Other common conditions affecting sleep are fears and nightmares. Anxiety and fear can arise from a variety of issues that the child is confronted with. These fears often take on the shape of robbers and monsters in the context of nightmares and fears of things lurking in the shadows.

As the child makes the transition to adolescence, the nature of sleep disturbances becomes more similar to adult insomnia. Often, the main problem is one of inadequate sleep hygiene and a tendency towards delaying the sleep phase. The adolescent may also be experiencing new stress and pressure at school, socially, and at home that she has not had in the past, leading to insomnia.

While it is true that children can effectively sleep in a wider range of environments, there are limits to flexibility and as the child gets older she will gradually become less tolerant of these disrupting influences. These factors can include noise, both from within and outside the house, people (such as other children), and the unrestricted use of a telephone. A recent study has linked poor sleep quality in children with the amount of television they are allowed to watch and how close to the bedtime the child is allowed to watch. The worst quality of sleep as found in children who had their own television in their bedroom.

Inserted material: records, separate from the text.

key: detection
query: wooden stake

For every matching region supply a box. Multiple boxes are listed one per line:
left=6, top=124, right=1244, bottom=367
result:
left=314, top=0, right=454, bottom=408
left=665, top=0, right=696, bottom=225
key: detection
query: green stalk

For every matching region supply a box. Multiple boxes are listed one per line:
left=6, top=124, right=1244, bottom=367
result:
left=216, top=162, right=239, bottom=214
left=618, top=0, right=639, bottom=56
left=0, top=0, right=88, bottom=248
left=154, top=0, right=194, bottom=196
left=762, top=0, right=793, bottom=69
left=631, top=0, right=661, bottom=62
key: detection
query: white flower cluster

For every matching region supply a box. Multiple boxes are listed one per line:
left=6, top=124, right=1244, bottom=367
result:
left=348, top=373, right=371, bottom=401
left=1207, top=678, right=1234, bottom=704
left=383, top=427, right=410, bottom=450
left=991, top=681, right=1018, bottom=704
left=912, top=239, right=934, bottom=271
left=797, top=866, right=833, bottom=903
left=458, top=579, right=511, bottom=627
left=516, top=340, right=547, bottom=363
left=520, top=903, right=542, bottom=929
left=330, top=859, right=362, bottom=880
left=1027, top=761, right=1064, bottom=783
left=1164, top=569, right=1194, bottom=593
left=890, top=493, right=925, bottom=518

The sleepless child has significantly different issues than the adult. Indeed, it is the adult caretaker that usually brings forth the complaint. It is also the interaction between the caretakers that must be addressed in the assessment and intervention. The younger child is more adaptable, and the environment under greater control by the caretakers. These factors make it more likely that interventions will quickly succeed to help the child.